Dumlupınar denizaltı faciasını bilmeyenimiz yoktur…
Gemi;
1944 Yılında ‘UssBlower’ ismiyle ABD’de üretilmiş. Yaklaşık altı sene sonra savunma bakanlığı tarafından hizmet dışı bırakılmış. Bundan kısa süre sonra da bakıma alınmış.
Altı ay süren bakım tamamlanınca, Türk Deniz Kuvvetleri personeli ülkeye davet edilmiş ve onlara gemiyle ilgili iki ay süren hızlı bir eğitim verilmiş.
95m. uzunluğunda, 8m. genişliğindeki denizaltı, Kasım 1950 yılında ABD envanterinden çıkartılarak, ABD-Türkiye arasındaki Ortak Savunma Destek Yasası kapsamında Türk Deniz Kuvvetlerine devredilmiş ve ‘TCG Dumlupınar’ adını almış.
O acı güne gelince;
Akdeniz’deki Nato tatbikatında görevini başarıyla tamamlayan Dumlupınar, Ege sularını aşarak Gölcük limanına doğru yol alıyormuş.
3 Nisan 1953 Cuma günü, Çanakkale boğazı Nara Burnu açıklarında sisli ve yağmurlu bir gecede su yüzeyinde sessizce seyrederken, gece yarısını birkaç saat geçe ‘Naboland’ adlı İsveç yük gemisiyle çarpışmış.
Çarpışmanın şiddetiyle güvertede bulunan 8 bahriyeli denize düşmüş. İçlerinden 3’ü oracıkta şehit olmuş.
Ağır yara alan Dumlupınar, dakikalar içinde boğazın derinliğine, karanlık ve soğuk sulara gömülmüş. O andan itibaren içerideki hava yalnızca 72 saat yetecek kadarmış.
Gemi hızla batarken 22 denizci kıç torpido dairesine ancak sığınabilmiş ve battı şamandırasını yüzeye fırlatmış.
Güneşin doğmasıyla balıkçı tekneleri tarafından görülen şamandıranın yanına ilk olarak Gümrük Motoru gelmiş. 5 bahriyeli filikalara alınmış.
Hemen ardından aşağıdakilerle ilk bağlantı kurulunca o andan itibaren tüm imkanlar seferber edilmiş.
Olayın üzerinden yaklaşık 8 saat sonra Kurtaran gemisi gelmiş ve kesintisiz 3 gün sürecek olan kurtarma çalışmalarına başlamış.

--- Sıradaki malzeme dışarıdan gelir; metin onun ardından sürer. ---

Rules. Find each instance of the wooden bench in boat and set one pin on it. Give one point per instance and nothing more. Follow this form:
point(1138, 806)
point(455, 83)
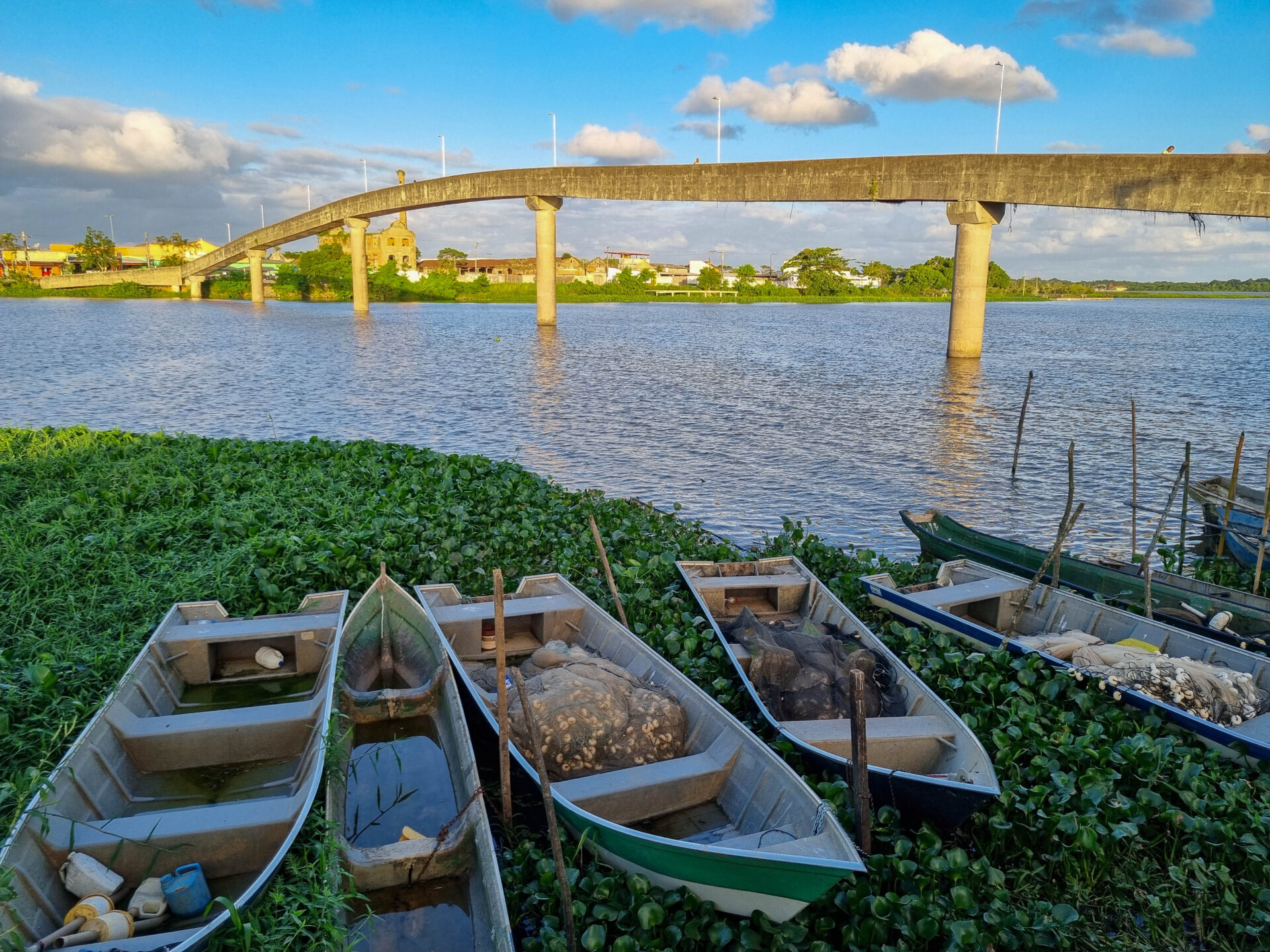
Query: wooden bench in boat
point(230, 736)
point(225, 838)
point(913, 744)
point(763, 594)
point(647, 791)
point(529, 622)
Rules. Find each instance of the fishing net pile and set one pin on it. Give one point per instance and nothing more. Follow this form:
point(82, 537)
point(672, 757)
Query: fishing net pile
point(1217, 695)
point(592, 714)
point(802, 672)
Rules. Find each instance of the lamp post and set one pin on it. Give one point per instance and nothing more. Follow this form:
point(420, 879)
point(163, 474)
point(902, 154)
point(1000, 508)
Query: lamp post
point(719, 132)
point(1001, 93)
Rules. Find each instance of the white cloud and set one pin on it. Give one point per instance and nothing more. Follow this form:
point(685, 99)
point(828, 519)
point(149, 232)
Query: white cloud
point(930, 66)
point(710, 16)
point(610, 147)
point(266, 128)
point(710, 130)
point(1064, 146)
point(806, 102)
point(1260, 136)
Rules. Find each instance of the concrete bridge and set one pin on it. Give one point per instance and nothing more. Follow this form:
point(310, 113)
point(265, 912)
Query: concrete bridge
point(976, 188)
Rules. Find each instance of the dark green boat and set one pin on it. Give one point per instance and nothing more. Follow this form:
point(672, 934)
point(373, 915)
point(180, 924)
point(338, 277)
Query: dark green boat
point(1180, 601)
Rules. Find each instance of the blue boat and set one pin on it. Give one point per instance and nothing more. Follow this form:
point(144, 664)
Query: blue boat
point(977, 602)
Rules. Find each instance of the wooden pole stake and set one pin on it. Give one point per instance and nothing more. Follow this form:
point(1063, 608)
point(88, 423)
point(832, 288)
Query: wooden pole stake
point(1230, 499)
point(1053, 554)
point(1265, 527)
point(1155, 536)
point(860, 763)
point(505, 758)
point(531, 725)
point(1181, 550)
point(609, 573)
point(1133, 517)
point(1019, 437)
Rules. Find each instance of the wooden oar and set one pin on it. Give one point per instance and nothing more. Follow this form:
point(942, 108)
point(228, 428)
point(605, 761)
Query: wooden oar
point(609, 573)
point(1230, 500)
point(1265, 526)
point(505, 758)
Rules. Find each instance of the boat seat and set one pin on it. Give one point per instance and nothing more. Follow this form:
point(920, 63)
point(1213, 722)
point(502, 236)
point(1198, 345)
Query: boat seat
point(230, 736)
point(225, 838)
point(911, 744)
point(647, 791)
point(978, 590)
point(512, 608)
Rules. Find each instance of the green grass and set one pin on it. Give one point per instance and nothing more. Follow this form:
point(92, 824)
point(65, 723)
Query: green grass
point(1114, 832)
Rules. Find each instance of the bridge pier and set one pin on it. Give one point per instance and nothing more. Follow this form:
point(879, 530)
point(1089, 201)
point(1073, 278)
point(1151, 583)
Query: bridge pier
point(974, 221)
point(357, 249)
point(255, 264)
point(544, 208)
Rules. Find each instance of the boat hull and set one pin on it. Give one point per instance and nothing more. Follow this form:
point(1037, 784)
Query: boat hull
point(911, 610)
point(944, 539)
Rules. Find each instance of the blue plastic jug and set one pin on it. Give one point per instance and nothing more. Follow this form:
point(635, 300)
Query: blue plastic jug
point(187, 891)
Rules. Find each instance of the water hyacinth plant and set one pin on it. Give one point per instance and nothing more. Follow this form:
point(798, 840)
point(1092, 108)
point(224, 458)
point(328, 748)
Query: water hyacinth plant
point(1114, 830)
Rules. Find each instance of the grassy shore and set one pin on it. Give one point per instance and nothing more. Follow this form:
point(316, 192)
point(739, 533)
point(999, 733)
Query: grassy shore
point(1114, 830)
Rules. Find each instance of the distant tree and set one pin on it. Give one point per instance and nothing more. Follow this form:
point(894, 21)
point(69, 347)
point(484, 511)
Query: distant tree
point(178, 247)
point(8, 243)
point(97, 252)
point(709, 280)
point(820, 270)
point(883, 272)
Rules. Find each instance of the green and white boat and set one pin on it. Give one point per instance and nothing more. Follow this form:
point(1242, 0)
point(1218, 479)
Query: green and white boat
point(728, 819)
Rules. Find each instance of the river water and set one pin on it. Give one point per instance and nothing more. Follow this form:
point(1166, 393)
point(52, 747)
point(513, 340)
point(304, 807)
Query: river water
point(742, 413)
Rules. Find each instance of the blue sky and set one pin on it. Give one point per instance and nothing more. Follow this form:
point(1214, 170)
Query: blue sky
point(185, 116)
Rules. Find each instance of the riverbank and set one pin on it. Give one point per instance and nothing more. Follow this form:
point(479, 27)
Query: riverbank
point(1114, 830)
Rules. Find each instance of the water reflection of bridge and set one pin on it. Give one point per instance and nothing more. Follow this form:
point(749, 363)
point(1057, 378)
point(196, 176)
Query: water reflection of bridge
point(976, 187)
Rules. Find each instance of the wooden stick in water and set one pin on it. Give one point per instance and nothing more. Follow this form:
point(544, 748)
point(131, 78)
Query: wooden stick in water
point(1155, 537)
point(1265, 527)
point(1181, 546)
point(385, 636)
point(1230, 499)
point(1067, 509)
point(1040, 573)
point(531, 725)
point(860, 763)
point(1133, 444)
point(505, 758)
point(1019, 437)
point(609, 573)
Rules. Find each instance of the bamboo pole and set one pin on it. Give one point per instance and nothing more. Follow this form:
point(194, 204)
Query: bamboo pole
point(860, 763)
point(1230, 499)
point(1155, 536)
point(505, 758)
point(1067, 509)
point(1133, 444)
point(531, 727)
point(1037, 578)
point(609, 573)
point(1019, 436)
point(1265, 527)
point(1181, 549)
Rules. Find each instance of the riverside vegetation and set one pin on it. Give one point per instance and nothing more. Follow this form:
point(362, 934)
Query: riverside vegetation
point(1114, 830)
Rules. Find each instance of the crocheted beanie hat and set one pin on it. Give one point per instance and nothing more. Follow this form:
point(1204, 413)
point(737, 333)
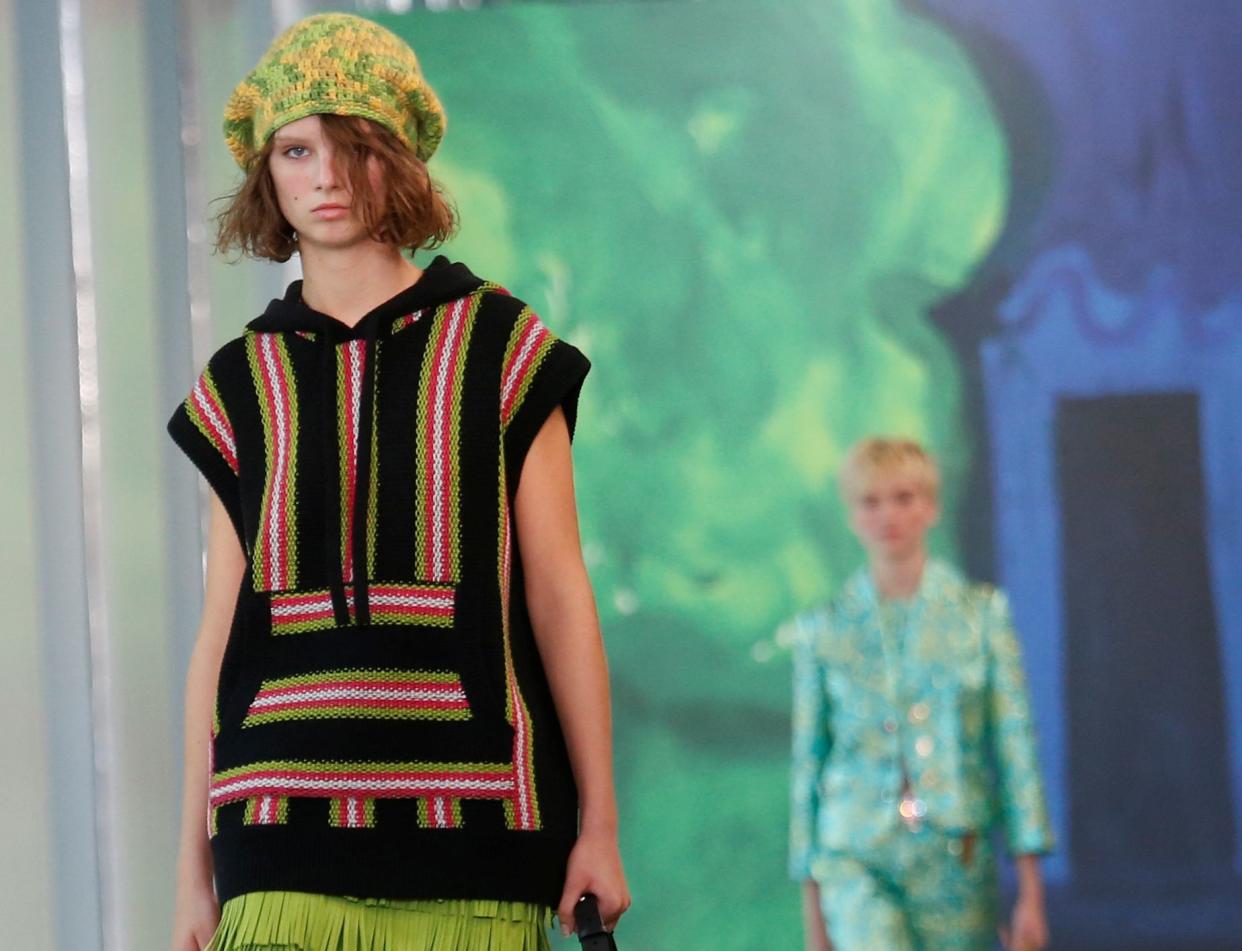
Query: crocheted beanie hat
point(334, 63)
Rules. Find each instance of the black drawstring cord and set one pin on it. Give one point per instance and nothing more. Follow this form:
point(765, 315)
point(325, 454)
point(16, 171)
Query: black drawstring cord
point(332, 478)
point(362, 497)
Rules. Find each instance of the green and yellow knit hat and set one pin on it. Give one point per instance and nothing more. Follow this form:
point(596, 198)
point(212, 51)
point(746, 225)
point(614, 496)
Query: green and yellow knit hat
point(334, 63)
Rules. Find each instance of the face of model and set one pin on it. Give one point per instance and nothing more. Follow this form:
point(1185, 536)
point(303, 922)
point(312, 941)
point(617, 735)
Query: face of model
point(891, 515)
point(312, 188)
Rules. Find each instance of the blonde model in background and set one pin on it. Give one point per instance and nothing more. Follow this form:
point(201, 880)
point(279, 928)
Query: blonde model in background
point(912, 738)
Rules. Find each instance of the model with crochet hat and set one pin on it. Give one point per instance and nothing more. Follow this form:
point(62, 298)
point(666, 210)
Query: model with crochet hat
point(398, 731)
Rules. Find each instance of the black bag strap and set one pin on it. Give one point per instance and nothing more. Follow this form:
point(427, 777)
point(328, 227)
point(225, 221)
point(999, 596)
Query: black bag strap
point(590, 925)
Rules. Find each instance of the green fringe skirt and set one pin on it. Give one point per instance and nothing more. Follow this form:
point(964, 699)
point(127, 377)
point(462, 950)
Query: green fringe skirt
point(301, 921)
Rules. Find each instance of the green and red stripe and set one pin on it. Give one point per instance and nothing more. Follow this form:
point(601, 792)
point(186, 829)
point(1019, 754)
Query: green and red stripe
point(276, 544)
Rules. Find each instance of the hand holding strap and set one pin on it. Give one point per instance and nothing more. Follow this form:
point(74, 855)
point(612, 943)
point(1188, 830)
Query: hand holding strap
point(590, 925)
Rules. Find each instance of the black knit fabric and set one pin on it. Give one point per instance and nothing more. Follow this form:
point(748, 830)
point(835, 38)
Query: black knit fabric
point(383, 723)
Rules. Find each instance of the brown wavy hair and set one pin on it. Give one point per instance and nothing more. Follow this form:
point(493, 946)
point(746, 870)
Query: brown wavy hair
point(414, 212)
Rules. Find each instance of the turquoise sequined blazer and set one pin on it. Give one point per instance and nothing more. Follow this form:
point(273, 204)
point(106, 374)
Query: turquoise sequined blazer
point(944, 689)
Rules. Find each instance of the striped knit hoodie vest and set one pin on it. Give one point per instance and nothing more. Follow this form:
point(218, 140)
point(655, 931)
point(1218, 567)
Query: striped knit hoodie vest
point(383, 725)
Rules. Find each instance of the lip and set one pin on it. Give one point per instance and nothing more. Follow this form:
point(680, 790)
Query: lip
point(329, 211)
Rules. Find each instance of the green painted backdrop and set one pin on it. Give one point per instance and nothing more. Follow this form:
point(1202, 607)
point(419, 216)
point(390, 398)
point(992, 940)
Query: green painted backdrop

Hava şartları ve boğazın engellenemez akıntısına karşı yapılan tüm çalışmalara rağmen bahriyelilere bir türlü ulaşılamıyormuş.
Denizaltıyla irtibatı sağlayan kablo da kopunca mürettebatın söylediği, “Vatan sağ olsun…” sözleri akıllarda kalan son sözler olmuş.
90m. Derinlikteki bahriyelilerden bir daha haber alınamamış ve onlara ulaşılamamış.
Acı haber, 7 Nisan’da tüm ülkeye resmi olarak radyodan duyurulmuş ve 4 Nisan ‘Deniz Şehitlerini Anma Günü’ olarak ilan edilmiş.
Şehit olan askerler arasında, Pendik’te yaşayan onbaşı ve erler olduğu bilinmekte.
O yıl ülkemizde büyük yas yaşandığı gibi, ilçemizde de birkaç nişanlı kızın gözyaşları uzun süre dinmemiş.
Hatta içlerinden biri, nişanlısının yasını son nefesine kadar tutmuş ve hiç evlenmemiş.
Dumlupınar denizaltısında şehit olan ‘bahriyelilerimize’ Allah’tan rahmet diliyorum.